When I checked out what I have on my server, there are lots of folders that are just going to be huge by nature–Movies, TV, Music, Photos, setup files–all are major data hogs.  I can’t and don’t expect to pare those down much.  After you isolate those big swaths of info, though, what I have left isn’t taking up much room at all– for me, it was just barely over 4 gigs.  This is the area I can attack.

I’m using the free version of Dropbox for a variety of things: it’s an easy way to stash small files (word processing docs, spreadsheets, PDFs, maybe photos) that you’re planning to use in multiple places.  I have a folder for “employment” documents, for example (resumes, cover letters, reference lists), that saves me from worrying if I remembered to grab something that I need before I left the house.  Also, it’s tons smoother than logging in to the server at work for those occasions that I’m working remotely.  Lists that I frequently need all have their place in the Dropbox ((Did I mention that I don’t need to sweat having one of *my* computers, with the client installed, immediately available, either?  Because there’s a web interface.  Pretty nice.))
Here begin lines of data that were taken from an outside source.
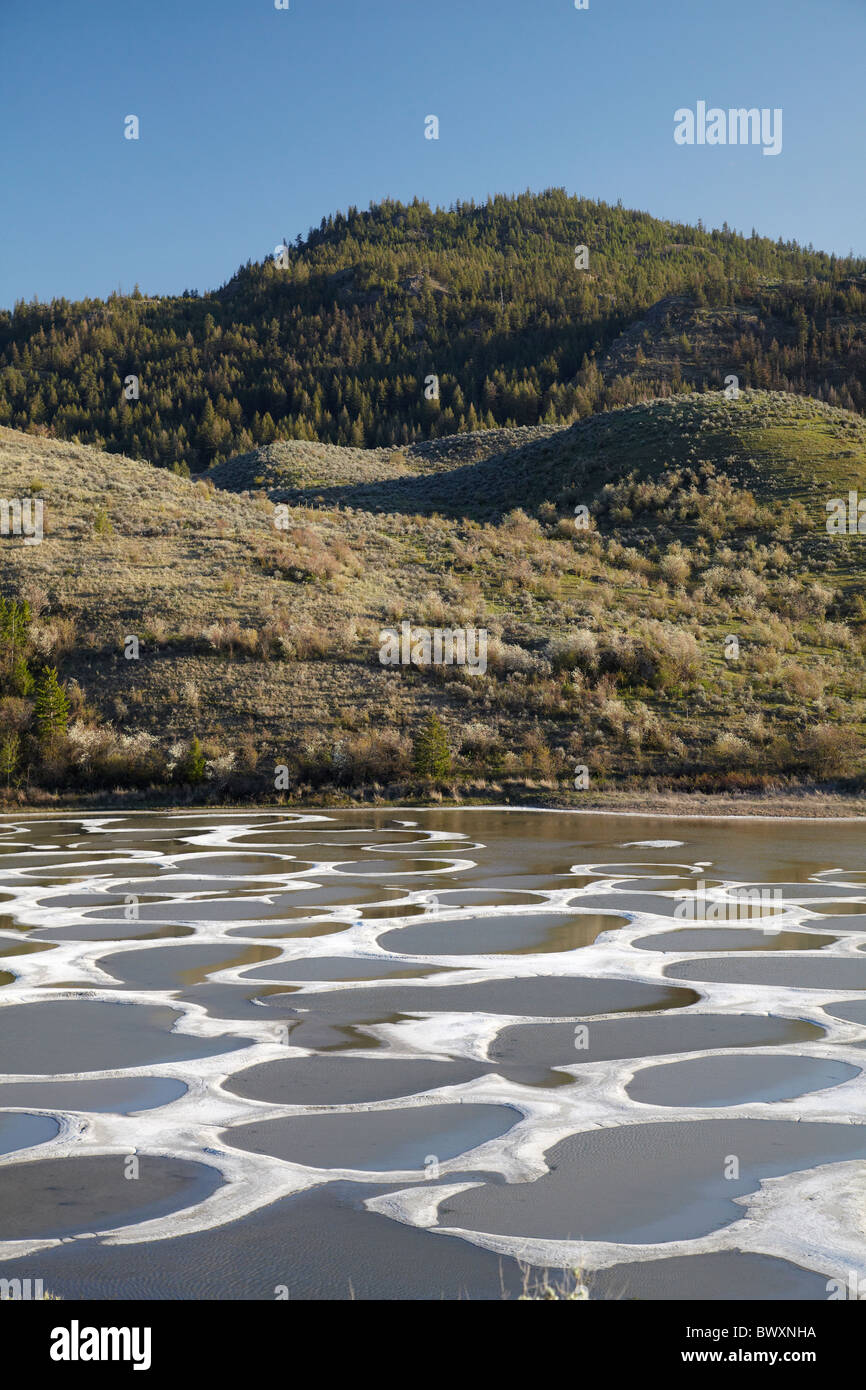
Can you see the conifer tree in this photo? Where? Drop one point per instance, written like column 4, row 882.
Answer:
column 50, row 706
column 431, row 755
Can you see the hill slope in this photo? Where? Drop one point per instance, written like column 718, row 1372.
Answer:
column 608, row 647
column 339, row 345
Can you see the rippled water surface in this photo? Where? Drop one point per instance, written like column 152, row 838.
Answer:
column 398, row 1054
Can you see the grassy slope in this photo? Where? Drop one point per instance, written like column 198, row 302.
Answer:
column 266, row 644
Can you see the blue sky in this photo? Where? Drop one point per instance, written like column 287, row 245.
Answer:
column 256, row 123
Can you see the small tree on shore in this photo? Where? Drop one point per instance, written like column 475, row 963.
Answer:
column 431, row 755
column 50, row 706
column 191, row 769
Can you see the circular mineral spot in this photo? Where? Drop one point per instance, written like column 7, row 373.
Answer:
column 113, row 930
column 502, row 934
column 652, row 1034
column 66, row 1196
column 804, row 973
column 674, row 1176
column 342, row 968
column 64, row 1036
column 733, row 938
column 395, row 1140
column 117, row 1096
column 25, row 1130
column 346, row 1080
column 530, row 995
column 174, row 968
column 736, row 1080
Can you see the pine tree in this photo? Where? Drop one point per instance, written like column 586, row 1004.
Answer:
column 191, row 769
column 10, row 749
column 431, row 755
column 50, row 706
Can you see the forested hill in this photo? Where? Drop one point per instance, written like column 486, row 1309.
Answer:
column 337, row 344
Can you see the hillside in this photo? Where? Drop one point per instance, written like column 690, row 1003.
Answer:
column 339, row 344
column 608, row 647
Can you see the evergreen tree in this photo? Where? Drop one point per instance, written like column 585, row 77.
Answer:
column 50, row 706
column 10, row 752
column 191, row 769
column 431, row 755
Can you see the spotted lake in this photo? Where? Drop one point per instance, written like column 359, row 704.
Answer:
column 406, row 1054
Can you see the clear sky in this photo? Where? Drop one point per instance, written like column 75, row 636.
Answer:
column 255, row 123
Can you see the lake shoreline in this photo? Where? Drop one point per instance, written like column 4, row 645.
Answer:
column 627, row 802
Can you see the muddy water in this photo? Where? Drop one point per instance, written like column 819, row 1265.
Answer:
column 414, row 1047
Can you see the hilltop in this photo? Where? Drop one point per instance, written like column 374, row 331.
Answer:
column 402, row 324
column 609, row 647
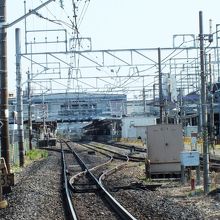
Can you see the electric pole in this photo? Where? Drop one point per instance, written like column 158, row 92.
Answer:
column 4, row 112
column 19, row 98
column 4, row 86
column 160, row 88
column 204, row 107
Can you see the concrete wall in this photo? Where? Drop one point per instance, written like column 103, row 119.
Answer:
column 133, row 127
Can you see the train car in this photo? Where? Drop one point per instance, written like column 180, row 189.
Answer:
column 46, row 133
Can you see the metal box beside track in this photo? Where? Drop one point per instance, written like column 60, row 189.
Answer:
column 165, row 142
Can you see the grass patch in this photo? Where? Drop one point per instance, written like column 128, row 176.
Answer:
column 36, row 154
column 15, row 168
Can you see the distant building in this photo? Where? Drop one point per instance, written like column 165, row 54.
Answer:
column 72, row 106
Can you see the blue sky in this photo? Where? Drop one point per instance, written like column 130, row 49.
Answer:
column 115, row 24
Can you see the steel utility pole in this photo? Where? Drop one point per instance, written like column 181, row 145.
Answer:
column 19, row 98
column 4, row 86
column 4, row 112
column 160, row 88
column 204, row 107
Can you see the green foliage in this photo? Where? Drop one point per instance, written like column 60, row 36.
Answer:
column 36, row 154
column 15, row 168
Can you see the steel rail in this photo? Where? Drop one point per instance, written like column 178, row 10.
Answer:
column 71, row 211
column 116, row 206
column 120, row 156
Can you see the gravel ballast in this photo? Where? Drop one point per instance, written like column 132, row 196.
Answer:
column 37, row 192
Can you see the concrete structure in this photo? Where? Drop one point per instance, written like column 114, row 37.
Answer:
column 72, row 106
column 134, row 127
column 164, row 144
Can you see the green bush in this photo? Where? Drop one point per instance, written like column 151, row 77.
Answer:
column 36, row 154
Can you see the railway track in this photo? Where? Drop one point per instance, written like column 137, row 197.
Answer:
column 116, row 152
column 89, row 184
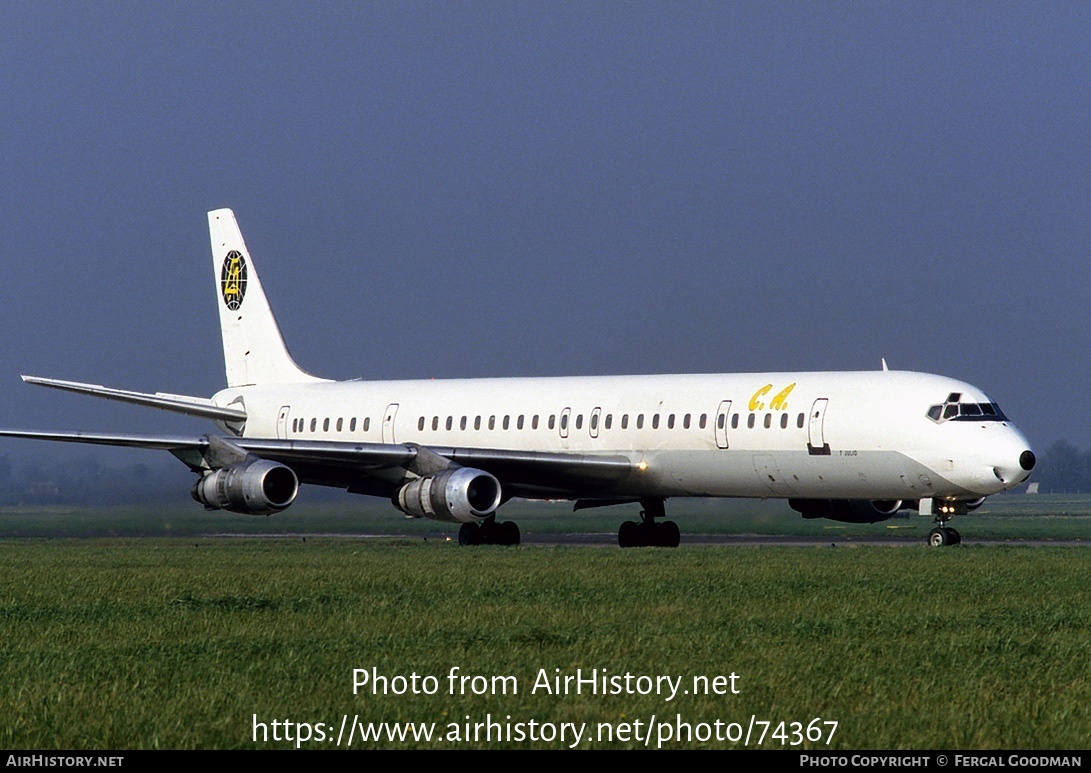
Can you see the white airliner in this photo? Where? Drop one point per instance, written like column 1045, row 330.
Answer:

Between the 2 gigs that I can get for zero monies from Dropbox, and another 2 that are available through the Ubuntu One service (almost exactly the same thing as Dropbox), I just about have myself covered.  Why not just leave all this backup stress behind and toss my non-media data into the cloud?  *sigh*  Well, there are a few things:

  • First, and obviously, one 2-gig service isn’t going to give me enough space.  I’d be spreading myself out on multiple services, and that sort of negates the inherent efficiency of moving in this direction.  Do I value the convenience enough to pay a hundred bucks a year (the going Dropbox rate) for 50 GB?
  • Also, we’ve got your typical cloud-pushing paranoia.  “Can I trust someone else to secure my data?”  “I’ve never seen where this data is physically located,” etc., etc., etc.  I have to say I’m starting to get over this one (these services all appropriately tout their security features), but it’s going to take time.
  • Any technical limitations that I wouldn’t have with everything being stored “locally”?  Doesn’t seem like it, but in my experience, you need some thorough real-world testing to know for sure.
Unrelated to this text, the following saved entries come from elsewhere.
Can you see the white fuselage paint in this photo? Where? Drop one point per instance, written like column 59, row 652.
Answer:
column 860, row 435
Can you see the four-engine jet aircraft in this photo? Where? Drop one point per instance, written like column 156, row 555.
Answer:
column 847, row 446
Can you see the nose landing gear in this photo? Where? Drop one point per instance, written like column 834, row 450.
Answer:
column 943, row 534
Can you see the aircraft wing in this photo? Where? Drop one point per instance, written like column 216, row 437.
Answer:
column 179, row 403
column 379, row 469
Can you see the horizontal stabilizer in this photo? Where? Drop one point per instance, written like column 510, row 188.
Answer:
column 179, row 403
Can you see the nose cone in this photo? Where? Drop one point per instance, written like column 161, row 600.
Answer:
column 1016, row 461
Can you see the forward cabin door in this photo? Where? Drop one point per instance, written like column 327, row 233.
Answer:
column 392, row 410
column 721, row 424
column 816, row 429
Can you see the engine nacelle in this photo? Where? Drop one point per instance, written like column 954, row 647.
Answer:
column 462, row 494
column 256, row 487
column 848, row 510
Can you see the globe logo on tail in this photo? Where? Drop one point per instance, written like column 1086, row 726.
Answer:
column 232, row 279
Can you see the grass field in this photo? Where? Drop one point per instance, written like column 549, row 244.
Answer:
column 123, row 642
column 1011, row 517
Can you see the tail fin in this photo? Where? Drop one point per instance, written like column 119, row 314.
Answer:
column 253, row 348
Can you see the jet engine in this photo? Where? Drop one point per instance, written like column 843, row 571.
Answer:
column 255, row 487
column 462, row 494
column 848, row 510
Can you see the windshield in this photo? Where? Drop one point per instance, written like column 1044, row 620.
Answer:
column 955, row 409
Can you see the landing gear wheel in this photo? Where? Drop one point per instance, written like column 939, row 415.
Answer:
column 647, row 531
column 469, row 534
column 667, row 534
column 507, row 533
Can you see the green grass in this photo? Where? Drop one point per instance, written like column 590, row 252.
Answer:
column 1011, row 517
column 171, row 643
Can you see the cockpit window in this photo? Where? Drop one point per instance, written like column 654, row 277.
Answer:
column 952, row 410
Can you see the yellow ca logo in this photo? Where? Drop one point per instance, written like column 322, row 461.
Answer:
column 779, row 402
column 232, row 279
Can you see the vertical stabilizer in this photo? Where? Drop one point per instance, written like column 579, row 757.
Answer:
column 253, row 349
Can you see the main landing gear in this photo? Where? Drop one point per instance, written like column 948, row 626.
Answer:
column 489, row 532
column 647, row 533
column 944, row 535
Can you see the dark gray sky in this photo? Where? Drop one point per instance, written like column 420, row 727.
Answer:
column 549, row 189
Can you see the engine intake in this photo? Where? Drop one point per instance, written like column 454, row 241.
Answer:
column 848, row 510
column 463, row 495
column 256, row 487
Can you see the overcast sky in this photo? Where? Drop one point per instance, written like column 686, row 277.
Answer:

I guess the toughest pill for me to swallow right now is the 100 bucks.  You want me to plunk down a fairly significant wad of cash for 25 times more storage.  What I would really prefer is slightly more storage (say, 20 or 25 gigs) at half the annual price.  That would make it easier for me.

But either way, make no mistake – as we link our digital lives to more and more devices, seamless interoperability and access across multiple platforms becomes more and more important.  I don’t know for sure if I’m ready to completely leap into cloud-based storage, but I’m going to have to think long and hard about it ((That’s what she said.)), and this probably won’t be the last time.